O presente estudo se destina à investigação da percepção das emoções, que tem sido considerada uma habilidade importante, compreendida como a base para o desenvolvimento de outras capacidades relacionadas à inteligência emocional (MAYER; SALOVEY, 1999; LANE, 2000). Mais enfaticamente, Mayer, Salovey e Caruso (2002) afirmam que a inteligência emocional não pode se desenvolver se o indivíduo não aprender a respeito dos sentimentos e não tiver a capacidade de prestar atenção, registrar e decifrar mensagens emocionais por meio das expressões faciais.

Uma subárea específica da inteligência emocional, a percepção, avaliação e expressão da emoção, compreende a capacidade de identificar emoções em si e nos outros. Inclui, além disso, a capacidade de expressar essas emoções e a capacidade de avaliar a veracidade de uma expressão emocional. Em acréscimo, a percepção de emoções tem sido reconhecida como a habilidade de perceber e identificar emoções em estímulos, tais como músicas, objetos, quadros e histórias (SALOVEY et al., 2001).

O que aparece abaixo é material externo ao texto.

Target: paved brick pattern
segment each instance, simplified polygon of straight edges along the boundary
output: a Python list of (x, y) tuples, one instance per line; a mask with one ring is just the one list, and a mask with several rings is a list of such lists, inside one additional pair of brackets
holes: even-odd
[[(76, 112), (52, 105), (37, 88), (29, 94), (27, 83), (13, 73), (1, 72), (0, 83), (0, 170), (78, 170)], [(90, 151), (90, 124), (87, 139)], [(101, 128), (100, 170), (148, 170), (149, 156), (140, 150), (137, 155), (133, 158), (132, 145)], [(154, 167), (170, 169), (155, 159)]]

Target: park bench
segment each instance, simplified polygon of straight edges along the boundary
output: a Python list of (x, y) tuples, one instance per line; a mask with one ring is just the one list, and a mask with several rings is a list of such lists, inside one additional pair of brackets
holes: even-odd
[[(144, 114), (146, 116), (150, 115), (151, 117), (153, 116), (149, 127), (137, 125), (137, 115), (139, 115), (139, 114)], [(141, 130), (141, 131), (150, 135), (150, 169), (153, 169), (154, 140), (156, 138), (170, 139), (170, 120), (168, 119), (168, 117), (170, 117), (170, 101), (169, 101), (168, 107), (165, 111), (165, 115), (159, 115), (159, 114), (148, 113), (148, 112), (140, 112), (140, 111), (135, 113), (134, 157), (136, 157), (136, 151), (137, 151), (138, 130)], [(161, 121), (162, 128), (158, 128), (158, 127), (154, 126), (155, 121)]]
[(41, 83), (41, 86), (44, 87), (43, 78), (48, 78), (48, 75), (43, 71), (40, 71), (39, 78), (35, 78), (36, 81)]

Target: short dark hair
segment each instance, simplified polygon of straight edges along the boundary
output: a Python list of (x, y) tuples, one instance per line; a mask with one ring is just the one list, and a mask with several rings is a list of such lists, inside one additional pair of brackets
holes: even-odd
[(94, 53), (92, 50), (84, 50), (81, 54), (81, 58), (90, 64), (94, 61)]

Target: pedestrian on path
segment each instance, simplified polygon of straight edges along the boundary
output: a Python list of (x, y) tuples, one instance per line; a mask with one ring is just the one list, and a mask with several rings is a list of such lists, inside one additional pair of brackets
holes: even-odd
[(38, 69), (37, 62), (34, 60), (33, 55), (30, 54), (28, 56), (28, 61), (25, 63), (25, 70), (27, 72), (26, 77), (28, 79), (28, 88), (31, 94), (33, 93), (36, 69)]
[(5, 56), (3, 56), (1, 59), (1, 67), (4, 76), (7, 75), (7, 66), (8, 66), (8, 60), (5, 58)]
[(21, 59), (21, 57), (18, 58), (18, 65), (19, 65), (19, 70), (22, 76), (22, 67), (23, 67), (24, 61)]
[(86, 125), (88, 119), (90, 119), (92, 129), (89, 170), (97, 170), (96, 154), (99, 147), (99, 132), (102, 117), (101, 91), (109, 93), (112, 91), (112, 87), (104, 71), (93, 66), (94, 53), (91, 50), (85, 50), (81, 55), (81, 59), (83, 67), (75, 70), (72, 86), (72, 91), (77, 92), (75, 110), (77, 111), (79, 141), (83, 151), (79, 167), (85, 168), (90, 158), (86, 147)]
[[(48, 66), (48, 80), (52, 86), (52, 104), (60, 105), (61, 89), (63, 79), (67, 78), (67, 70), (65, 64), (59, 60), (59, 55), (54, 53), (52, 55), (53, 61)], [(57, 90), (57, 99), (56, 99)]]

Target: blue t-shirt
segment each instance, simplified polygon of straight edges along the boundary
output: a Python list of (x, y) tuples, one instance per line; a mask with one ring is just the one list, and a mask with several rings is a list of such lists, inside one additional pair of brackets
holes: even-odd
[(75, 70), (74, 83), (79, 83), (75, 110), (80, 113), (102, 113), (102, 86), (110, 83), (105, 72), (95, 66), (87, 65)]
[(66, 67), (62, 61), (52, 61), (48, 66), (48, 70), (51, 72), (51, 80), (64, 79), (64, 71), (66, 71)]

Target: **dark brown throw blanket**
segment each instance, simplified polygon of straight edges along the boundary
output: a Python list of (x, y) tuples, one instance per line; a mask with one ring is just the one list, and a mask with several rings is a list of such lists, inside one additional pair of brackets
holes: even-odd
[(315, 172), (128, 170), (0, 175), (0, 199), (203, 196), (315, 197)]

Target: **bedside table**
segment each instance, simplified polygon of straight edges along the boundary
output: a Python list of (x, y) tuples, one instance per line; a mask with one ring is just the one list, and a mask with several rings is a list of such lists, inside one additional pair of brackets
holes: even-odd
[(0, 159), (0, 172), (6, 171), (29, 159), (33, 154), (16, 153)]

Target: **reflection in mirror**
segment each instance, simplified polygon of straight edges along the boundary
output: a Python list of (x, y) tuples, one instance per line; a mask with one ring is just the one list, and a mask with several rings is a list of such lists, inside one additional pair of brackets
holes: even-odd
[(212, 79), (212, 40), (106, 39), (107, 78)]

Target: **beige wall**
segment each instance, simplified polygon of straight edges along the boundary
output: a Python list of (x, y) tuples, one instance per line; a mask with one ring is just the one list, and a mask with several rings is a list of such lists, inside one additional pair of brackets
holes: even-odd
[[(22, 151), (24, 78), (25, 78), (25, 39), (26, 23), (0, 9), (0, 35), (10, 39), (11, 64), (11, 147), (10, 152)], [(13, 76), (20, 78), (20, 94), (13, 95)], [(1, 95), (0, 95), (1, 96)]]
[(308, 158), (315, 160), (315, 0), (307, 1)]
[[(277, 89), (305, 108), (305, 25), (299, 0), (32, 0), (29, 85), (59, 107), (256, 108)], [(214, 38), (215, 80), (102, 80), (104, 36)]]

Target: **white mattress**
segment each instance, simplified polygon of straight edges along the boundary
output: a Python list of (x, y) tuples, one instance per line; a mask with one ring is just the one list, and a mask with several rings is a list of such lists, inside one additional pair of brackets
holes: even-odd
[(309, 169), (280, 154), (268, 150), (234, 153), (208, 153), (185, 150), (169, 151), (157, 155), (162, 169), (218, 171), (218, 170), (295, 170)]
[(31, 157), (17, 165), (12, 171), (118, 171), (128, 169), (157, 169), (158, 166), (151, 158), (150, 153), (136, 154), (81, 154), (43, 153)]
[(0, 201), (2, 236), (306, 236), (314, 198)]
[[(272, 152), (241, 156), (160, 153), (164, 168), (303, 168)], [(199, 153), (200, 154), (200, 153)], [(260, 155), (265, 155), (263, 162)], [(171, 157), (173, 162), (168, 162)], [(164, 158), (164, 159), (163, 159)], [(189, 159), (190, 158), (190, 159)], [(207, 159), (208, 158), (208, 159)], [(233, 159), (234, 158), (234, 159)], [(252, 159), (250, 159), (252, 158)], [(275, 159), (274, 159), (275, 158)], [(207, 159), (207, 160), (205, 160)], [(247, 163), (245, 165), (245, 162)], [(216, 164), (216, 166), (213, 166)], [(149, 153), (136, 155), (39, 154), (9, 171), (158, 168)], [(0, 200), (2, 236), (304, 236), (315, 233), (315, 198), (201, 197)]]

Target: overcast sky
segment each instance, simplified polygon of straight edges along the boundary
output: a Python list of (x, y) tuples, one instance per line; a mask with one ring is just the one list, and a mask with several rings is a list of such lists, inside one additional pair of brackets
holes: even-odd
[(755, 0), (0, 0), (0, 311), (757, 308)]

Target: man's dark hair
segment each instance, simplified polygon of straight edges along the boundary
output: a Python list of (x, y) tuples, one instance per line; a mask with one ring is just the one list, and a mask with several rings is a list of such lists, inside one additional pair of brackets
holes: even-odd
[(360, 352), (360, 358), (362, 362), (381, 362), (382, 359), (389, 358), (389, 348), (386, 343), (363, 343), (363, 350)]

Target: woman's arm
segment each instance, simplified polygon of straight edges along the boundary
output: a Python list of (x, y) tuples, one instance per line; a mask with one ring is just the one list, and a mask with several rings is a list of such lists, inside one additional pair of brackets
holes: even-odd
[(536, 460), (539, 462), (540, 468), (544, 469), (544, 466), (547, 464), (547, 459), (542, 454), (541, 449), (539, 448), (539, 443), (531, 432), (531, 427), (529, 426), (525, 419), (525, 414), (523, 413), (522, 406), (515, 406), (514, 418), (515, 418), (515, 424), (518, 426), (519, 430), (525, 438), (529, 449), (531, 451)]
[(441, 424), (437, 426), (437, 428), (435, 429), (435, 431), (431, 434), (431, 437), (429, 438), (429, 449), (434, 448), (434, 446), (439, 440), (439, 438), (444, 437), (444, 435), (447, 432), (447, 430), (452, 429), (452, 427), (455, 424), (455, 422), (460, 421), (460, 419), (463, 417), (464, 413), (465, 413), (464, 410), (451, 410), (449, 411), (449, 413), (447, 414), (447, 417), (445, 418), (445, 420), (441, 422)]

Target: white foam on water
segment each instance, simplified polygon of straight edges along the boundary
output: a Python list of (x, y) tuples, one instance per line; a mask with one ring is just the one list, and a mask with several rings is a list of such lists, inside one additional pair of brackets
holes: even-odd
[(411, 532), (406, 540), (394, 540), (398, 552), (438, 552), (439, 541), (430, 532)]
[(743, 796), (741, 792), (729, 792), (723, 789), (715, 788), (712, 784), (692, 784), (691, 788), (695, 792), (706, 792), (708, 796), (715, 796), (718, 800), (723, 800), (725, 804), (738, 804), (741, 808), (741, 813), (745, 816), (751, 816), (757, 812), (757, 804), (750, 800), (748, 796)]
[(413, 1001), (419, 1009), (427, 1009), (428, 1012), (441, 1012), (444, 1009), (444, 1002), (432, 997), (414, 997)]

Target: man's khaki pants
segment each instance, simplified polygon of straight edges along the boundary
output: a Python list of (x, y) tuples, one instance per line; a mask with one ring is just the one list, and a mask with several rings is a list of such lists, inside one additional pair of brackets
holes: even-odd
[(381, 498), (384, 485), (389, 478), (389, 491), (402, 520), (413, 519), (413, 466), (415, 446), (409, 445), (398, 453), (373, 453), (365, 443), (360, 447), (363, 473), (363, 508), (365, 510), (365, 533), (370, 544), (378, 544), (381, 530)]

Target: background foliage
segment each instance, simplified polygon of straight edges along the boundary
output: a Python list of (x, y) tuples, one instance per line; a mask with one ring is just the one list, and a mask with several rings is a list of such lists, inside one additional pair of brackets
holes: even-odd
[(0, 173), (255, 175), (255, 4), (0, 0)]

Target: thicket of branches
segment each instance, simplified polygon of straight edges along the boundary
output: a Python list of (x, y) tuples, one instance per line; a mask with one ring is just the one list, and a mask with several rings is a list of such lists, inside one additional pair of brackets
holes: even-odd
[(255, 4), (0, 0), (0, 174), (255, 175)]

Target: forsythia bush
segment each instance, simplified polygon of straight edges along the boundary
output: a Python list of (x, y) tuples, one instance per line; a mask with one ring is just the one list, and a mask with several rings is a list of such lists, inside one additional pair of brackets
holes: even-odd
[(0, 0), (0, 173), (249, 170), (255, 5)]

Saarni (2002, p. 65) argumenta que a percepção é uma habilidade vinculada à competência emocional, que, por sua vez, é definida como a habilidade para se envolver em "transações emocionais que produzem emoções". Ainda nesse sentido, a percepção da emoção pode abranger a capacidade de identificar emoções em si mesmo, em outras pessoas e em objetos ou condições físicas. Em uma perspectiva evolutiva, essa autora considera níveis distintos da percepção, e o inicial consistiria na percepção do estado emocional e na experimentação de emoções múltiplas. Os bebês e as crianças primeiramente identificariam seus próprios estados emocionais e dos outros e, em consequência, conseguiriam estabelecer as diferenças entre eles. Em seguida, viria a capacidade de monitorar sentimentos interiores e reconhece-los quando expressos por outras pessoas, diversas situações ou em determinados objetos (obras de arte, por exemplo). Um nível mais sofisticado incluiria a percepção de que nem sempre é possível identificar os sentimentos em razão de outros processos psicológicos inconscientes ou até mesmo da atenção seletiva. Neste último caso, a "percepção da não percepção" indicaria níveis mais maduros de competência emocional.

Tal como defendido por Roberts, Zeidner e Matthews (2001), a percepção emocional não é uma entidade singular, uma vez que cada emoção possui forma e função distintas. Por exemplo, a raiva está associada à expansão (mover para frente), ao mesmo tempo em que tristeza se relaciona a um objeto perdido. A percepção da distinção entre tipos e funções de emoções é necessária quando se pensa no construto inteligência emocional.

Em oposição ao indivíduo considerado "competente" ou "inteligente" emocionalmente, encontra-se aquele que tem dificuldade para usar a informação emocional em suas ações e seus pensamentos, tais como os alexitímicos. Sifneos (1977) introduziu o termo alexitimia para referir-se às pessoas que parecem privadas de palavras (lexis) e para designar o humor (thymos). Posteriormente, Campbell (1996) descreveu a alexitimia como um traço de personalidade, conceituado como a dificuldade em caracterizar o próprio estado emocional e inabilidade para fantasiar produtivamente, fazendo com que o indivíduo focalize seus interesses em objetos externos, na experiência somática ou nas reações comportamentais, em vez de relaciona-las a pensamentos.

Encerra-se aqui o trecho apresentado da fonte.